Microquantitation of Van Gogh-like Protein 1 by Using Antibody-Conjugated Magnetic Beads Su-Jung Yeom1,†, Shin-Yeong Lee1,†, İsa Taş1,†, Mijin Lee1, So-Yeon Park1, Sang-Chul Jung2, Kyung Keun Kim3 & Hangun Kim 1,* Received: 18 December, 2018 / Accepted: 21 January, 2019 / Published online: 15 April, 2019 ⒸThe Korean BioChip Society and Springer 2018

Abstract Van Gogh-like protein 1 (VANGL1) is an integral membrane protein that has a decisive effect on invasion, migration, and metastasis of tumor cells in various cancers including colorectal cancer. Elevation of VANGL1 level in cancer tissue is often observed with progressive and metastatic colorectal cancer. Therefore, detection of VANGL1 level in patient specimens can be used as a diagnostic marker for colorectal cancer screening. In this study, we developed magnetic beads that conjugate the VANGL1 antibody, which can be used for quantitative analysis of VANGL1. The procedure for bead preparation was optimized, and detection analysis was validated by using Caco2 and HT29 colorectal cancer cell lysates.
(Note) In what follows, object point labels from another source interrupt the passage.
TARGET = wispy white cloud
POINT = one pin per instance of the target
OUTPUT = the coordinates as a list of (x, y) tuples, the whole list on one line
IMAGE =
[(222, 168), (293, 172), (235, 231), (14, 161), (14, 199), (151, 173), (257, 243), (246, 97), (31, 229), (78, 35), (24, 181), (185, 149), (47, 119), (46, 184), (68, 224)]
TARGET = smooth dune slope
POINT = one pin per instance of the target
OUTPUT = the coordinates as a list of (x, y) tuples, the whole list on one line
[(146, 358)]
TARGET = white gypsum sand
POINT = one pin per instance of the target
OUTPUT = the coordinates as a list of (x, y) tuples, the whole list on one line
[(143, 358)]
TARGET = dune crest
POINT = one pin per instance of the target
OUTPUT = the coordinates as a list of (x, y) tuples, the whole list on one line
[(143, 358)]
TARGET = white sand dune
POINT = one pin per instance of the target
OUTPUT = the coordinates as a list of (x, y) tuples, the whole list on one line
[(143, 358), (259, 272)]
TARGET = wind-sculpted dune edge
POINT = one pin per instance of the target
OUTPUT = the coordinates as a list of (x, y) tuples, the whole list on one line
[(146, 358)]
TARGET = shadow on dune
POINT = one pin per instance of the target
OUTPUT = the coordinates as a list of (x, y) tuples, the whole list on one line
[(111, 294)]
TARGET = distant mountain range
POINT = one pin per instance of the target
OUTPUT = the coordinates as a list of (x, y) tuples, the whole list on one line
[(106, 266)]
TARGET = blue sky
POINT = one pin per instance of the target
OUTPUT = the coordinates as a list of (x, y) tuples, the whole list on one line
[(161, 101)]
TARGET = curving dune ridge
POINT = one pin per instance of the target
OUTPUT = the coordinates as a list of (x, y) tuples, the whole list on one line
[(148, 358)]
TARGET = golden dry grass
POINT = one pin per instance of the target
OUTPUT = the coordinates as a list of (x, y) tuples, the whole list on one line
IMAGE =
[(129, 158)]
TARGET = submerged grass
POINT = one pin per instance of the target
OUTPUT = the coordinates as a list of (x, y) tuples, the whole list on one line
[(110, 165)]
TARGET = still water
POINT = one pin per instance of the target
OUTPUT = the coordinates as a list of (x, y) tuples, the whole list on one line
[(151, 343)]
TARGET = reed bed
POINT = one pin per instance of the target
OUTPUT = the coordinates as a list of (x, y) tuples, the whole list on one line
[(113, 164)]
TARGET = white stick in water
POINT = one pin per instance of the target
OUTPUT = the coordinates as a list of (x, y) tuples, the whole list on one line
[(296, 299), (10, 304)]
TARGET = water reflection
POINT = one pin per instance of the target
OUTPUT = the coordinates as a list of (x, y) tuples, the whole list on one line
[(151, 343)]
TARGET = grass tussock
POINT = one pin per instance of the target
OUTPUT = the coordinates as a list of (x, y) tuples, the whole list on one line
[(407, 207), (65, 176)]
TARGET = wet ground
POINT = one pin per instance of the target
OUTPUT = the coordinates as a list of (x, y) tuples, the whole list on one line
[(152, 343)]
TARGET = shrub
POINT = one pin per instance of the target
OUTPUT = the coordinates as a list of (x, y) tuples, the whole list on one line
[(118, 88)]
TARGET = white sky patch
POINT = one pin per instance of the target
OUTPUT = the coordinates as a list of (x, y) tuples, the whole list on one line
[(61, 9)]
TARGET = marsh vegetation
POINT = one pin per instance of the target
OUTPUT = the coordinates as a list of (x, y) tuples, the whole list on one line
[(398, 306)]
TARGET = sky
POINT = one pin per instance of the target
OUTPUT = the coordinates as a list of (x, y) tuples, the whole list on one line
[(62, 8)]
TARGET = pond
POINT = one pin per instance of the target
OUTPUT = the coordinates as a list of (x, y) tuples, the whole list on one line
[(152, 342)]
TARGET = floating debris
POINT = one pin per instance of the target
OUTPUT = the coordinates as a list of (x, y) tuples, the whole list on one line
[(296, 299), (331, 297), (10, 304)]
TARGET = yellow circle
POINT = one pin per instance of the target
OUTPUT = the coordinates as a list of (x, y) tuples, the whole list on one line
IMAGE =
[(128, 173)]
Through the procedure, VANGL1 level from cell lysates of Caco2 and HT29 cells were quantified to estimate whether the antibody-conjugated magnetic bead can be used to trace amounts of VANGL1. Results from VANGL1 level obtained by using the antibody-conjugated magnetic beads suggest that the procedure has high precision and sensitivity in analyzing VANGL1. In conclusion, the results indicate that the method is appropriate for microquantitation of VANGL1 from patient specimens.
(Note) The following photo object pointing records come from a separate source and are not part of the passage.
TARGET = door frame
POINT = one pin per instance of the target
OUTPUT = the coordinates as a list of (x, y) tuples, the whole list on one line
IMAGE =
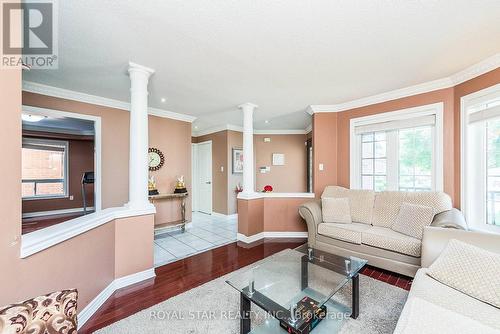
[(195, 166)]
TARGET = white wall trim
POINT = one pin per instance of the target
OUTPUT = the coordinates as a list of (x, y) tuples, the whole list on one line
[(55, 212), (469, 73), (281, 132), (237, 128), (62, 93), (221, 215), (262, 235), (256, 195), (436, 109), (466, 102), (89, 310), (37, 241)]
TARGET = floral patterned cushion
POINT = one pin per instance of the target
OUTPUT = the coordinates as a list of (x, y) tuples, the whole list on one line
[(51, 313)]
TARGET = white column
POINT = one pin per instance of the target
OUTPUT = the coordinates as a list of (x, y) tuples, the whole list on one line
[(139, 139), (248, 163)]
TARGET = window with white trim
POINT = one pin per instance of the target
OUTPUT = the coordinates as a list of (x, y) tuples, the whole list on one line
[(481, 159), (399, 150), (44, 168)]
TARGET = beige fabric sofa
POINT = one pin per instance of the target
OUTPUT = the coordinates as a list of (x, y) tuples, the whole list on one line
[(370, 235), (433, 307)]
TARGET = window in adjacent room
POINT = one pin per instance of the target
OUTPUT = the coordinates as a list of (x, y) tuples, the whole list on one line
[(399, 150), (44, 168), (481, 158)]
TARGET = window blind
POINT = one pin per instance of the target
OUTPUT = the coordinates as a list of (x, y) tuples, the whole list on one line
[(396, 124)]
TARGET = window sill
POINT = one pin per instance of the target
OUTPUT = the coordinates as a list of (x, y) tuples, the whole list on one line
[(36, 198), (256, 195), (37, 241)]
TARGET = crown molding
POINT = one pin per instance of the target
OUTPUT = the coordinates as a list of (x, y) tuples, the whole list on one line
[(469, 73), (67, 94), (236, 128), (280, 132)]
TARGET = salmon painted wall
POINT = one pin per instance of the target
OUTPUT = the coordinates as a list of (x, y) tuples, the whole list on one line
[(70, 264), (292, 177), (270, 215), (80, 160), (331, 134), (234, 140), (173, 138), (219, 178), (114, 147)]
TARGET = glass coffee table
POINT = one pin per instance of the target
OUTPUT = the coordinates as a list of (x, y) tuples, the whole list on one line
[(283, 281)]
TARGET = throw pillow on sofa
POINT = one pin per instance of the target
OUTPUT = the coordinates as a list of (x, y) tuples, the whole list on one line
[(469, 269), (336, 210), (412, 218)]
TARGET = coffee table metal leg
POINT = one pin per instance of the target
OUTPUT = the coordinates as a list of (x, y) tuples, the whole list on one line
[(355, 297), (244, 314)]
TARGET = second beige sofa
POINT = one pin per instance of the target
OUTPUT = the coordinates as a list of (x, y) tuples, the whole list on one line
[(370, 235)]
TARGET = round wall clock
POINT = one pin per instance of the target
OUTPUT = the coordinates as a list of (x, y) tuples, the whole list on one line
[(156, 159)]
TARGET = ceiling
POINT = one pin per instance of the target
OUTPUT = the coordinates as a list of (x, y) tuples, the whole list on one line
[(282, 55)]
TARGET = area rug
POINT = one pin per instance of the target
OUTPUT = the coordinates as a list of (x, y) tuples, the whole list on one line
[(213, 308)]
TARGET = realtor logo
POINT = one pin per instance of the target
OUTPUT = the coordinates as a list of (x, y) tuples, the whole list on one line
[(29, 34)]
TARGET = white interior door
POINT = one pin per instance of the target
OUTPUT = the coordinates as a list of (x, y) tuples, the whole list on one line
[(204, 164)]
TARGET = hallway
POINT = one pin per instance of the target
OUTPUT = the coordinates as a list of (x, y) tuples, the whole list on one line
[(204, 233)]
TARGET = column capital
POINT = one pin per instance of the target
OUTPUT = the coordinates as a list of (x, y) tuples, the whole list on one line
[(133, 67), (248, 105)]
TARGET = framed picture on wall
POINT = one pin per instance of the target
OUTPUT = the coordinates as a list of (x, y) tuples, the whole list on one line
[(237, 161)]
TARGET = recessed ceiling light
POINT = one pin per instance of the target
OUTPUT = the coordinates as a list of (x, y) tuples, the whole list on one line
[(32, 118)]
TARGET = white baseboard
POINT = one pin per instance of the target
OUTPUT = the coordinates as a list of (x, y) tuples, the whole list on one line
[(89, 310), (262, 235), (221, 215), (54, 212)]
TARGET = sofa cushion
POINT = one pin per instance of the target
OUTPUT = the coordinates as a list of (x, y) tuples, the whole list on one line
[(384, 237), (386, 207), (437, 200), (427, 288), (360, 201), (336, 210), (469, 269), (345, 232), (437, 319), (412, 219)]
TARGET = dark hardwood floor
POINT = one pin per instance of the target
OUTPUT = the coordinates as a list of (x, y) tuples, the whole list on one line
[(175, 278)]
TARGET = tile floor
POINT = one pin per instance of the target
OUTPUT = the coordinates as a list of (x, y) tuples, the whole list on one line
[(206, 232)]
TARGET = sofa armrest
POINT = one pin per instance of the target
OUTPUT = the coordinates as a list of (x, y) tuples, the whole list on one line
[(311, 213), (435, 240), (450, 219)]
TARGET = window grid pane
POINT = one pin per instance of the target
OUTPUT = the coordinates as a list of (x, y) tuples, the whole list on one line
[(415, 159), (493, 172), (43, 172), (374, 161)]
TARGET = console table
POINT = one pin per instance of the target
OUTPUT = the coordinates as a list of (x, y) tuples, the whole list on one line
[(171, 196)]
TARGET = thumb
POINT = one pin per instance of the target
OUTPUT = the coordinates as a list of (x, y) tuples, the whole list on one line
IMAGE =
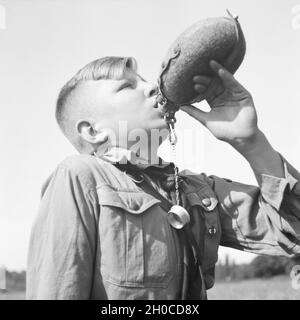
[(196, 113)]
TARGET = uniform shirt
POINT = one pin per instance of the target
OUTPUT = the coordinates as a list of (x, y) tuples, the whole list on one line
[(99, 236)]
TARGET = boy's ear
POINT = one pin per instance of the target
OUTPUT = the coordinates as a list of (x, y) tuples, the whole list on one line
[(87, 132)]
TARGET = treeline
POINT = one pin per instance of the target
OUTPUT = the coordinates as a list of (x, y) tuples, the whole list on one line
[(260, 267)]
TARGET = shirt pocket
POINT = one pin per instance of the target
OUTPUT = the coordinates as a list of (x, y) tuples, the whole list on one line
[(205, 203), (135, 239)]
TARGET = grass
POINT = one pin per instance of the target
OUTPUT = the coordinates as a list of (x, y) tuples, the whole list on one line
[(277, 288)]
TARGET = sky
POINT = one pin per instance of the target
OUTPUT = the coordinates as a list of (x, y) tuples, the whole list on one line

1 College of Pharmacy, Sunchon National University, Sunchon 57922, Korea 2 Department of Environmental Engineering, Sunchon National University, Sunchon 57922, Korea 3 Department of Pharmacology, Chonnam National University Medical School, Hwasun 58128, Korea † These three authors contributed equally to this work. *Correspondence and requests for materials should be addressed to H. Kim ( [email protected])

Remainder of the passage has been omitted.